The Akwesasne International Pow-wow will be held September 11th and 12th at the A’nowara’ko:wa Arena on Cornwall Island, Ontario. It is a two day event that attracts the best Native artisans, drummers and dancers from the region, including Smoke Dancers. Gates open to the public at 10:00 a.m. on both days and festivities begin with a grand entry at noon.
In Manitoba the RCMP have charged reputed Indian Posse member, Jeffrey Bruyere, with the brutal assault of a woman that took place on the Peguis First Nation reserve in July, 2009. Because the RCMP also allege that the attack was committed to further the interests of the Indian Posse gang, Jeffrey Bruyere was further charged with participation in a criminal organization.
In order to promote traffic safety, the Minister responsible for SGI Tim McMillan, announced a partnership with File Hills First Nation that would see a intoximeter (formerly referred to as a breathalyzer) and a radar gun added to their current traffic safety resources. File Hills First Nations Police Service, which polices the Little Black Bear, Okanese, Peepeekisis, Star Blanket and Carry the Kettle First Nations, is the only self-administered First Nations police service in Saskatchewan.
Some Aboriginal communities, located in northern Saskatchewan, are interested in storing nuclear waste, something even the provincial government has not yet made a decision on. Representatives from the Metis village of Pinehouse have gone to Toronto to visit the Nuclear Waste Management Organization which is looking into setting up national storage facilities. The Saskatchewan government has a policy to reserve decisions on supporting communities interested in nuclear waste management facilities until such proposals are well into the regulatory process.
CBC Saskatchewan is airing a 6-part summer series with a Prairie point of view. On August 28th, at 7:00 p.m. CBC will air “Denendeh” which looks at the cultural clash that has been going on in La Loche since the Hudson Bay opened a store there over two-hundred years ago. The CBC series so far has included “Harmony”, which looks at the Truth and Reconciliation event that took place in Winnipeg; “Red Road Forward”, which discusses the last Residential School at the George Gordan Reserve; and on September 4th at 7:00 p.m., the CBC series will present “Last Bannock Standing”, a story about the Bionic Bannock Boys, a Regina-based Aboriginal comedy troupe, and their search for a new member.
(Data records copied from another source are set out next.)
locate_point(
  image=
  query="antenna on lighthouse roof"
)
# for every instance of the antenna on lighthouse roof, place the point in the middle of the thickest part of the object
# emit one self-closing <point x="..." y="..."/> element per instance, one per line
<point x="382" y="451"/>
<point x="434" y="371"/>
The Caldwell First Nation has ratified a land claim settlement that will provide $105-million to buy land and set up a reserve. More than 200 years ago, at Point Pelee, members lost their traditional lands and this settlement compensates them for that loss.
On Tuesday, August 24th, 2010, the British Columbia government and the Stk’emlupsemc of the Secwepemec Nation, located near Kamloops, signed a mining agreement that will share royalties. The agreement, the first in B. C. history and perhaps the first in Canada, involves the New Afton mine, producing gold-silver-copper and set to open in 2012.
Rob Clarke, Member of Parliament for Desnethe – Missinippi, on behalf of the Honourable John Duncan, Minister of Indian Affairs and Northern Development and Federal Interlocutor for Métis and Non-Status Indians, along with Donna Harpauer, Minister of Education for Saskatchewan, and Robert Sylvester, Chief of the Birch Narrows First Nation, unveiled a new $25-million comprehensive school on the Birch Narrows First Nation on August 17, 2010.
Completed nearly 11 weeks ahead of schedule, the project resulted in over 105,000 work hours, with local workers logging 60,000 of those hours. Birch Narrows First Nation is located approximately 580 km northwest of Saskatoon and has an estimated population of 650.
Her Excellency the Right Honourable Michaelle Jean, Governor General of Canada, is scheduled to visit the women, men and youth behind the success of the La Ronge community. Her Excellency will be attending a round table discussion with representatives of the Lac La Ronge Indian Band. Later a community celebration is planned where traditional fish fry will be featured as well as cultural performances.
Seven mothers and grandmothers of the Labrador Innu community of Natuashish are protesting against drug dealers in an effort to drive them out of their community. They have posted large banners on their homes that read: “Take your dirty business somewhere else.”